Understanding $3 \times 3$ Systems of Equations

A $3 \times 3$ system of linear equations involves three equations with three unknown variables, typically denoted as $x$, $y$, and $z$. Each equation represents a plane in three-dimensional space, and the solution to the system corresponds to the point where all three planes intersect. A $3 \times 3$ system can have one unique solution, infinitely many solutions, or no solution, depending on the relationships between the planes.

Let's consider the following system of equations as an example:

$\begin{aligned} x + 2y - z &= -3 \\ 2x - y + z &= 5 \\ x - y + z &= 4 \end{aligned}$

Our goal is to find the values of $x$, $y$, and $z$ that satisfy all three equations simultaneously. We will explore two primary methods for solving such systems: the elimination method and the substitution method.
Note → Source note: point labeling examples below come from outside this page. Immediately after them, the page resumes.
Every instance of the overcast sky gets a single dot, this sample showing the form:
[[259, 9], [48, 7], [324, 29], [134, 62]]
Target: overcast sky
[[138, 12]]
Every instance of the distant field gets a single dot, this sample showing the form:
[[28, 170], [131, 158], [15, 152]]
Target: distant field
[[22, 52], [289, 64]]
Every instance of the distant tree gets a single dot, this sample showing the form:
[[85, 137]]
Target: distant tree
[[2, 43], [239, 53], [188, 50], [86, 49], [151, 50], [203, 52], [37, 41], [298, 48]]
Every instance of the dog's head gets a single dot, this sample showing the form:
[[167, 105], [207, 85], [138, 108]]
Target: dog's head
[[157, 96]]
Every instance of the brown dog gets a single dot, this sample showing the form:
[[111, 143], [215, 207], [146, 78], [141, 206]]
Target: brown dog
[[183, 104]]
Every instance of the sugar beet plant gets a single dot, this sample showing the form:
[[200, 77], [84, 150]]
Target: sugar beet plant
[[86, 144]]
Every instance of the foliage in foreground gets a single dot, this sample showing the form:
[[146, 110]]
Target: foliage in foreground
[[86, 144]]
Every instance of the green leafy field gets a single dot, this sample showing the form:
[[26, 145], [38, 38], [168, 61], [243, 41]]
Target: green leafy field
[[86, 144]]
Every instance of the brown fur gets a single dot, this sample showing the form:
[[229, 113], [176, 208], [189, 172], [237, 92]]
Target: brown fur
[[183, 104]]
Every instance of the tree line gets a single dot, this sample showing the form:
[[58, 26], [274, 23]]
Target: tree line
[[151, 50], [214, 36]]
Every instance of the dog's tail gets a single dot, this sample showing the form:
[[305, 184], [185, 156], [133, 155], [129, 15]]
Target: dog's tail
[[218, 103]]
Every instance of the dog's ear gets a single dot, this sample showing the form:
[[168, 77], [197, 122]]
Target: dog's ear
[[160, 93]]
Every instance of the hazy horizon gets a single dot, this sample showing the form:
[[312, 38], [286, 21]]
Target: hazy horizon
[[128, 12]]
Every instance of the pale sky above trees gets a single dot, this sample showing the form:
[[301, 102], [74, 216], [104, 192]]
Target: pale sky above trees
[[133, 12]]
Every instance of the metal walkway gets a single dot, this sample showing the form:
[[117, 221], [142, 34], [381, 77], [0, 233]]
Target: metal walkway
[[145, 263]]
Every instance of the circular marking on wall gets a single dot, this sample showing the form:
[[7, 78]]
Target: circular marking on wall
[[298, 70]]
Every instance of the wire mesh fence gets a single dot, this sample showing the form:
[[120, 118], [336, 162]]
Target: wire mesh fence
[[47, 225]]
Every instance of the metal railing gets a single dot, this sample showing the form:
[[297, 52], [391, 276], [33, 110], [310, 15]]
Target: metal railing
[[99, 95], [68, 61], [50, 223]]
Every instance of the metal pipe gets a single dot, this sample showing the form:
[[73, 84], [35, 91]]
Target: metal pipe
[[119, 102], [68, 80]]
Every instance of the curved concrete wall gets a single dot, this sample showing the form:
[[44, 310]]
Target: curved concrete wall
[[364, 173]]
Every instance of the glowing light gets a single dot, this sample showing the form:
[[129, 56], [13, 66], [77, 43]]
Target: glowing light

Method 1: Elimination Method

The elimination method involves systematically eliminating variables from the equations until we are left with a single equation with one unknown variable. This is achieved by adding or subtracting multiples of the equations to cancel out the desired variables. Let's apply the elimination method to our example system:

Step 1: Eliminate $x$ from Equations 2 and 3

To eliminate $x$ from Equation 2, we can multiply Equation 1 by -2 and add it to Equation 2:

$\begin{aligned} -2(x + 2y - z) &= -2(-3) \\ -2x - 4y + 2z &= 6 \end{aligned}$

Adding this modified equation to Equation 2:

$\begin{aligned} (-2x - 4y + 2z) + (2x - y + z) &= 6 + 5 \\ -5y + 3z &= 11 \end{aligned}$

Now, let's eliminate $x$ from Equation 3. Multiply Equation 1 by -1 and add it to Equation 3:

$\begin{aligned} -1(x + 2y - z) &= -1(-3) \\ -x - 2y + z &= 3 \end{aligned}$

Adding this modified equation to Equation 3:

$\begin{aligned} (-x - 2y + z) + (x - y + z) &= 3 + 4 \\ -3y + 2z &= 7 \end{aligned}$

We now have a reduced system of two equations with two variables:

$\begin{aligned} -5y + 3z &= 11 \\ -3y + 2z &= 7 \end{aligned}$

Step 2: Eliminate $y$ from the Reduced System

To eliminate $y$, multiply the first equation by -3 and the second equation by -5:

$\begin{aligned} -3(-5y + 3z) &= -3(11) \\ 15y - 9z &= -33 \end{aligned}$

$\begin{aligned} -5(-3y + 2z) &= -5(7) \\ 15y - 10z &= -35 \end{aligned}$

Subtract the second equation from the first:

$\begin{aligned} (15y - 9z) - (15y - 10z) &= -33 - (-35) \\ z &= 2 \end{aligned}$

Step 3: Back-Substitute to Find $y$ and $x$

Now that we have found $z = 2$, we can substitute it back into one of the equations in the reduced system to find $y$. Let's use the equation $-3y + 2z = 7$:

$\begin{aligned} -3y + 2(2) &= 7 \\ -3y + 4 &= 7 \\ -3y &= 3 \\ y &= -1 \end{aligned}$

Finally, substitute $y = -1$ and $z = 2$ into Equation 1 to find $x$:

$\begin{aligned} x + 2(-1) - 2 &= -3 \\ x - 2 - 2 &= -3 \\ x - 4 &= -3 \\ x &= 1 \end{aligned}$

Therefore, the solution to the system of equations is $x = 1$, $y = -1$, and $z = 2$.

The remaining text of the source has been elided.